Form their work arose a floating house, steered by the wind that filled the improvised sails that covered the windows. It carried them to the island. It was like a floating house made of wood”.
The word catamaran is derived from the Tamil noun kaṭṭumaram where kaṭṭu means packed and maram means tree (lit. «joined logs»). The British pirate and adventurer William Dampier was the first one to describe catamarans in 1967, which he had seen in the region of Tamil Nadu (India) while he sailed across the Bay of Bengal. The catamarans were used for fishing by the paravas — a community of fishermen located on the south coast of Tamil Nadu — as well as to transport troops by the Chola Dynasty, who had been using them since the fifth century AD to conquer regions of Southeast Asia, like Burma, Indonesia and Malaysia.
Like those ships, this pavilion is an instrument for exploring the territory. It is made up of a grid of 4”x4” wooden columns placed every 80 cm, similar to those used in construction formworks. The total surface area of the square structure is 3.35 x 3.35 m, its purpose is to be above water, in the same way that trees cover the visible surface of an island.

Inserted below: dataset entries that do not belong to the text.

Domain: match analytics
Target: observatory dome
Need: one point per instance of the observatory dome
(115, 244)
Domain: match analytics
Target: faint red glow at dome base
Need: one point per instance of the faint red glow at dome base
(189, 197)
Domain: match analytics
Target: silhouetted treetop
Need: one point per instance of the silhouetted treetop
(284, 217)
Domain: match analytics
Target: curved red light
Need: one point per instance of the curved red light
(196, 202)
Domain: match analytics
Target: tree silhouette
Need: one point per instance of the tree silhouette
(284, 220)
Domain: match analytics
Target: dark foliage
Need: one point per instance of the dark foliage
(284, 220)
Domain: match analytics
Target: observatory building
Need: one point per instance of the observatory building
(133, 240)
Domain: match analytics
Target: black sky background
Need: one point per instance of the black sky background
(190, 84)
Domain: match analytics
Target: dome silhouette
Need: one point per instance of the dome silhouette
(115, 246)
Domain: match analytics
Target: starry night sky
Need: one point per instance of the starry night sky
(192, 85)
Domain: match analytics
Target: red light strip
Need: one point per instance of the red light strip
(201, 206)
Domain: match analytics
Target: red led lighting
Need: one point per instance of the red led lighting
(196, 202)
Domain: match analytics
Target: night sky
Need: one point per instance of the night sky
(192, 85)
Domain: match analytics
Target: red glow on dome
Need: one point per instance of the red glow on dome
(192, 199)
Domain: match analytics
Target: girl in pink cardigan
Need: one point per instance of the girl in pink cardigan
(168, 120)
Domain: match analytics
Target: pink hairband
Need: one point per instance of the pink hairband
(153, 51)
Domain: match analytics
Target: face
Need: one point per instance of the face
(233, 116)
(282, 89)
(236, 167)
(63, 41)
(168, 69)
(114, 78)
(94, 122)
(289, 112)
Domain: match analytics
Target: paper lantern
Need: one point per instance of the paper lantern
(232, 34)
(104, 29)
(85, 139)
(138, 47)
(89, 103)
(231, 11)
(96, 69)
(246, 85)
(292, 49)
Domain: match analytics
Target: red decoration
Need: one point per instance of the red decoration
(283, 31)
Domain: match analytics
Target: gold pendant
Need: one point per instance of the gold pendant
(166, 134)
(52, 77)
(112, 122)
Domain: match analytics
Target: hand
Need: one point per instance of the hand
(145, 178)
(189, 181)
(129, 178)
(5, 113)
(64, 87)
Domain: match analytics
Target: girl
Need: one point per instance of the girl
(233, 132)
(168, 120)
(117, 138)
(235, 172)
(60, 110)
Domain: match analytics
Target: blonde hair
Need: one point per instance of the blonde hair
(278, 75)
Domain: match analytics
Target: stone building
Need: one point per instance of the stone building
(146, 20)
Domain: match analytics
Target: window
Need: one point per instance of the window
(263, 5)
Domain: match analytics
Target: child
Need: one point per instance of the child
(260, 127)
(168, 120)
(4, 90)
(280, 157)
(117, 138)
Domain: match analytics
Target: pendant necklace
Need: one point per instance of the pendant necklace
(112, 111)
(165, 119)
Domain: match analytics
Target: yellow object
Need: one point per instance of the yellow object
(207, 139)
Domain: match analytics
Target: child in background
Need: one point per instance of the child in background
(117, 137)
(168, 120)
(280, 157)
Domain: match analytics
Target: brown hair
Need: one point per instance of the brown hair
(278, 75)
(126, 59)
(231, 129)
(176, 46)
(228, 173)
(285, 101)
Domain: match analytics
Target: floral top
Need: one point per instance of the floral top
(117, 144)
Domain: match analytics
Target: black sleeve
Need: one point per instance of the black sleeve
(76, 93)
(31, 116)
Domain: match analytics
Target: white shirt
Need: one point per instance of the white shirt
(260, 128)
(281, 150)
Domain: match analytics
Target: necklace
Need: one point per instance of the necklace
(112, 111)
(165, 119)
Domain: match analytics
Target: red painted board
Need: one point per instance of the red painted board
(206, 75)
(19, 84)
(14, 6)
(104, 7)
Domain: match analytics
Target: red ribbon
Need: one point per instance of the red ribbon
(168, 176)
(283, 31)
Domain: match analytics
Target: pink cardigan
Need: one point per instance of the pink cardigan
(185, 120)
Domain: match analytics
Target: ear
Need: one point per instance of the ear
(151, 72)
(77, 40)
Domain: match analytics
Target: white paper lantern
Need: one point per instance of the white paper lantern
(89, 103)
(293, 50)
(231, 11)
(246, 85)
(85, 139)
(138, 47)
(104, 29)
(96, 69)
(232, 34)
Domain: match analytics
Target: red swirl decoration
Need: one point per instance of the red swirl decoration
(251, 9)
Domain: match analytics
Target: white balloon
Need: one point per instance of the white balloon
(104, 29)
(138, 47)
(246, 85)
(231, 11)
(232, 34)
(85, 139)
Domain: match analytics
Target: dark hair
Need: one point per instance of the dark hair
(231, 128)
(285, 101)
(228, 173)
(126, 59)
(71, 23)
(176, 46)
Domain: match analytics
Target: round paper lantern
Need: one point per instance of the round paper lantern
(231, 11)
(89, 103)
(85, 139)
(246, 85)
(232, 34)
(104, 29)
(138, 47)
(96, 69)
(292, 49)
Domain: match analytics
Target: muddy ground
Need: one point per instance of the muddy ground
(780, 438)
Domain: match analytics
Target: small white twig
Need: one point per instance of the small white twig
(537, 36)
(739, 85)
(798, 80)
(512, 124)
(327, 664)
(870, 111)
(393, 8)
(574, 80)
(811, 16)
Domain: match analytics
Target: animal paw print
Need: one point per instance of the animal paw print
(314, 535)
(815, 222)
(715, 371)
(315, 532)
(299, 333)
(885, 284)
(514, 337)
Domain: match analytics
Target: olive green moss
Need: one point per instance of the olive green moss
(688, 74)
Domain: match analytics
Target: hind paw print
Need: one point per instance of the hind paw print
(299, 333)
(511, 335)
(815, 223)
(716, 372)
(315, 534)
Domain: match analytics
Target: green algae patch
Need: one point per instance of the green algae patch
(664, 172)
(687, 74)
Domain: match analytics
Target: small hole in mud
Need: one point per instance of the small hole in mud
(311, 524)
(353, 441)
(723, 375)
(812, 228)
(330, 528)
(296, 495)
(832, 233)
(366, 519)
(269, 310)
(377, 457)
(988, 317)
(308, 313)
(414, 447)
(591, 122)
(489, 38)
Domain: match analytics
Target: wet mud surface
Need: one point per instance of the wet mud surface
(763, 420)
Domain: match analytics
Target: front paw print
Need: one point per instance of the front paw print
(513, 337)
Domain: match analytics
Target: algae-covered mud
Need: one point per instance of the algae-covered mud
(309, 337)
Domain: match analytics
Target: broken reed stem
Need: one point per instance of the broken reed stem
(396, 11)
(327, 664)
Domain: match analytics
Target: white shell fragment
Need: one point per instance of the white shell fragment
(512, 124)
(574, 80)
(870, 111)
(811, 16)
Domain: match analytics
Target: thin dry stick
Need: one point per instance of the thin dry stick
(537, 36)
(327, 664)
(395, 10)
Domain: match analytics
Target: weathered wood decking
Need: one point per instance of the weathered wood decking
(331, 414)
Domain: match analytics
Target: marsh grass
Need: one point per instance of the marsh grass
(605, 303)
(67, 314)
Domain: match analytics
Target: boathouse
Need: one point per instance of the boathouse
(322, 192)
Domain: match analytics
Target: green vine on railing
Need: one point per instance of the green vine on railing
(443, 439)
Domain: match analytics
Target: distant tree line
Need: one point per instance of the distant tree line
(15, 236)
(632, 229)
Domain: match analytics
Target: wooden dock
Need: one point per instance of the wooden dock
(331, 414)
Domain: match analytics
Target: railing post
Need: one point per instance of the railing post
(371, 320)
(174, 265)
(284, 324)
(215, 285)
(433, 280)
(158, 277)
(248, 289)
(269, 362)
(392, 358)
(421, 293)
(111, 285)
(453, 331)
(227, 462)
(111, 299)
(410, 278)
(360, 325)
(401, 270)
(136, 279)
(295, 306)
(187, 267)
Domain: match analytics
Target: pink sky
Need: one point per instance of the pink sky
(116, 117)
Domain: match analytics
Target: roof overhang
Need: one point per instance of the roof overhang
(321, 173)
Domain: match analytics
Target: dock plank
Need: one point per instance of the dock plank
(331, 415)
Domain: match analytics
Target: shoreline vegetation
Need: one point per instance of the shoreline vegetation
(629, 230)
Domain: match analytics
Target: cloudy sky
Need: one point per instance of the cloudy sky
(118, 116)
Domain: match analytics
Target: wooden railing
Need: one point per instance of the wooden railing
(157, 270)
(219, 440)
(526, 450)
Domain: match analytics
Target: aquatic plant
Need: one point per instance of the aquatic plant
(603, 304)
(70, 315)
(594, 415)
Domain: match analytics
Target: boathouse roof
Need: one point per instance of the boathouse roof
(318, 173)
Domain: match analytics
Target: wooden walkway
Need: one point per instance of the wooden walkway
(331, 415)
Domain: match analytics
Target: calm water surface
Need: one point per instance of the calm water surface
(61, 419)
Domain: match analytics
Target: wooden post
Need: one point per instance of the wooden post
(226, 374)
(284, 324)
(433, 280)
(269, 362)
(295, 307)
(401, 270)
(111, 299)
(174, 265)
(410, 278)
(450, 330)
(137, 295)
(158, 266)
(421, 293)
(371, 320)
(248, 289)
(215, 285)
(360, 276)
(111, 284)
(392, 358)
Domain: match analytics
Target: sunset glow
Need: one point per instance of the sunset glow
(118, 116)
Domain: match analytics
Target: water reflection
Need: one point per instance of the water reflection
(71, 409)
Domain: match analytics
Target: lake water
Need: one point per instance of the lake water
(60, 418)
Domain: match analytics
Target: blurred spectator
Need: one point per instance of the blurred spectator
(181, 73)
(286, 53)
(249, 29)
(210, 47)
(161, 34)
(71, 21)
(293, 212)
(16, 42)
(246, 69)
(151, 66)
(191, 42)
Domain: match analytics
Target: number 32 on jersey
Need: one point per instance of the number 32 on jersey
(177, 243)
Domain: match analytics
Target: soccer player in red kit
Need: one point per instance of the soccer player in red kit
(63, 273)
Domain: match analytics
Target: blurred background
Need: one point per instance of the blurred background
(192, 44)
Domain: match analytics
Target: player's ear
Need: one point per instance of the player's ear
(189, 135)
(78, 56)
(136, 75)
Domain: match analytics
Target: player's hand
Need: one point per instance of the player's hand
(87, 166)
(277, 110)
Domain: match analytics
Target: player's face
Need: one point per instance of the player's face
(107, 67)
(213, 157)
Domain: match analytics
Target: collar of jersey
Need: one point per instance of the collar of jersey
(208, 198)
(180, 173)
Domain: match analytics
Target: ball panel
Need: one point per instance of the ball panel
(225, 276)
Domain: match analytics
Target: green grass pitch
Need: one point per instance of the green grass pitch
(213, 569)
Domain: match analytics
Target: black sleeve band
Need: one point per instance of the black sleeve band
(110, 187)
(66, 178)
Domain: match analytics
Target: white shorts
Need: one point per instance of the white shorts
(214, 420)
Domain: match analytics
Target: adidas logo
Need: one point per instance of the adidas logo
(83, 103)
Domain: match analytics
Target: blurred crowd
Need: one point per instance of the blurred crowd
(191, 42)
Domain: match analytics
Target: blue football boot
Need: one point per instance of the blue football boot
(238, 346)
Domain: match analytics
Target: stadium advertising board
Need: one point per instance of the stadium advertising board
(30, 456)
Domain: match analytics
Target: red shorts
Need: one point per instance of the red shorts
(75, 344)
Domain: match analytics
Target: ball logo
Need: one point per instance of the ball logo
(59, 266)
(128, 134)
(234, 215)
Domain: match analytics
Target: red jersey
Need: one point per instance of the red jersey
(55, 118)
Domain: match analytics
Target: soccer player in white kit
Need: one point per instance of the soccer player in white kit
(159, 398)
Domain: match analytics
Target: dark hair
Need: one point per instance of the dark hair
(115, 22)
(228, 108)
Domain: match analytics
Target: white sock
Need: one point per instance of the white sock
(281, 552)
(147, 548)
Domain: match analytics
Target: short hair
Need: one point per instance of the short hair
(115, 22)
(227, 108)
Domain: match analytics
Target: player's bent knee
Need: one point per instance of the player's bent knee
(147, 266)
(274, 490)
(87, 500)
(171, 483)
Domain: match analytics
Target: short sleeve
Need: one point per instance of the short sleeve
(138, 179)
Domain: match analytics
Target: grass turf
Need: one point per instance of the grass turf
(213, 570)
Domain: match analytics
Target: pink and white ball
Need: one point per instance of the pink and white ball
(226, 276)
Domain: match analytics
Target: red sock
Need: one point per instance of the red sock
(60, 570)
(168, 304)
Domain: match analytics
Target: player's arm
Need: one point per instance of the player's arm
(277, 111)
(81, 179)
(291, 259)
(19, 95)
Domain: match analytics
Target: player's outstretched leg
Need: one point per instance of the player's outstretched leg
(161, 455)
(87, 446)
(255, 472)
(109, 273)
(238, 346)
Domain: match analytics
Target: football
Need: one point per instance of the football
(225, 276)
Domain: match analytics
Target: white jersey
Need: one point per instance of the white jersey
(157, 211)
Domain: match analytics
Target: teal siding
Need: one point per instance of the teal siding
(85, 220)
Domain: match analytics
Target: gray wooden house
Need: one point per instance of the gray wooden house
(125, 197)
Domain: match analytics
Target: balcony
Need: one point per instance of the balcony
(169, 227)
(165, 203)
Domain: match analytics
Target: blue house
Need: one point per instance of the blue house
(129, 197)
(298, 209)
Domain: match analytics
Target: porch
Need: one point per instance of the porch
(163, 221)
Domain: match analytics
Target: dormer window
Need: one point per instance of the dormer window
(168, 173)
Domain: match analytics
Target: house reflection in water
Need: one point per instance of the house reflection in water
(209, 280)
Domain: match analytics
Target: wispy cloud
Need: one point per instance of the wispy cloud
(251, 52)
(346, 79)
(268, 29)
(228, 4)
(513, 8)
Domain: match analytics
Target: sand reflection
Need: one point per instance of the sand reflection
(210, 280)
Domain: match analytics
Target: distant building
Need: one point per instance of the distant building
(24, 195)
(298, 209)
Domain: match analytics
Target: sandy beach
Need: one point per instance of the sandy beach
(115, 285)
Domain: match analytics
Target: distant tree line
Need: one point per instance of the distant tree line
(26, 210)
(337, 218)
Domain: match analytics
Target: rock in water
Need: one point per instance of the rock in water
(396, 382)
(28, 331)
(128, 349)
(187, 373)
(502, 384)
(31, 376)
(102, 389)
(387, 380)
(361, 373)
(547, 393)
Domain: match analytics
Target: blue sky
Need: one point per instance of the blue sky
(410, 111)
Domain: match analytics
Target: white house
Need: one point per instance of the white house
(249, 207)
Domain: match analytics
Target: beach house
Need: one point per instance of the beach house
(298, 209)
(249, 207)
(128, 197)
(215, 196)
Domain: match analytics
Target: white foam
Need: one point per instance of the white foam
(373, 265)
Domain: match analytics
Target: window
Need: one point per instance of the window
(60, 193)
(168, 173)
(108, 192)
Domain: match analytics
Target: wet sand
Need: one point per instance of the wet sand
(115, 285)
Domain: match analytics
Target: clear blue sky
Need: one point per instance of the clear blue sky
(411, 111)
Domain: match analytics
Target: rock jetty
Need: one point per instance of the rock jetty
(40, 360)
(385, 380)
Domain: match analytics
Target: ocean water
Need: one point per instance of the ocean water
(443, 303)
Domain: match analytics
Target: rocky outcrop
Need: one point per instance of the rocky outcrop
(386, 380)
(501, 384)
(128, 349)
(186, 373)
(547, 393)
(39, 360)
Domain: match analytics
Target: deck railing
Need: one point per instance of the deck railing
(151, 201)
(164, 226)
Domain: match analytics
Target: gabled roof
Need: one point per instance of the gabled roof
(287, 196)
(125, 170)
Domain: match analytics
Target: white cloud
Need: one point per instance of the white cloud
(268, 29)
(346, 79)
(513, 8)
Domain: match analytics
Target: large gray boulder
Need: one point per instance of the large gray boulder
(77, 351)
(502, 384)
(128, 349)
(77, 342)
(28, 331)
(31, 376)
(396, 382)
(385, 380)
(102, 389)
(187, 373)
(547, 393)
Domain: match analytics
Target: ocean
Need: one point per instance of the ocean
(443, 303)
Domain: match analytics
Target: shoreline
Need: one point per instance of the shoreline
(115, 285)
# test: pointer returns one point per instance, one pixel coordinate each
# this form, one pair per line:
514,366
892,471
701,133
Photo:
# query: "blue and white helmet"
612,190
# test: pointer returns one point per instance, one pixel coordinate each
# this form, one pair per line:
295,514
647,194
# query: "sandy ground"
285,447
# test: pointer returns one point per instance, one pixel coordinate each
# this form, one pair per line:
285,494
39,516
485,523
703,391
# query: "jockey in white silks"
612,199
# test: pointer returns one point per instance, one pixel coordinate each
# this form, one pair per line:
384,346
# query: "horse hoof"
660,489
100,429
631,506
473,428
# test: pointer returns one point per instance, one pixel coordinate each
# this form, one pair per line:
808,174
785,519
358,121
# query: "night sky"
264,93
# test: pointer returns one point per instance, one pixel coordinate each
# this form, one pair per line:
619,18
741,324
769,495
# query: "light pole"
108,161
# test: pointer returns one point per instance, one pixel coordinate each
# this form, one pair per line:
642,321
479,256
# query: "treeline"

The pavilion was built with these types of columns to allude to a construction project that was ongoing in 2016, close to the western banks of the Presa de la Boca, where summer homes are regularly built. Close to that location there is an island, some 200 m away from shore.
The purpose of this pavilion is to create a space — without it becoming a boat or a ship — that allows one (if one is lucky) to set out into the water and explore the island. The pavilion is meant to be a piece of architecture, a room, an open cabin, a chamber that frames the landscape, an instrument of observation — a geometric island.
The flotation system is simple: eight tanks filled with air are placed on the water supporting the wooden structure that is shaped like an almost perfect cube. There are twenty-five columns that occupy and inhabit the space while also providing a place to cling to, lest one loses balance once inside.
The propulsion system is simple too: a piece of fabric attached along the top part of the structure picks up the wind wherever it may come from. If one is lucky, the wind may blow the structure towards the island, otherwise it might just send it towards one of the many banks of the lake. The propulsion seems to depend on the whims of the wind, but, it depends on the terrain — it depends on the southern mountains through which it blows.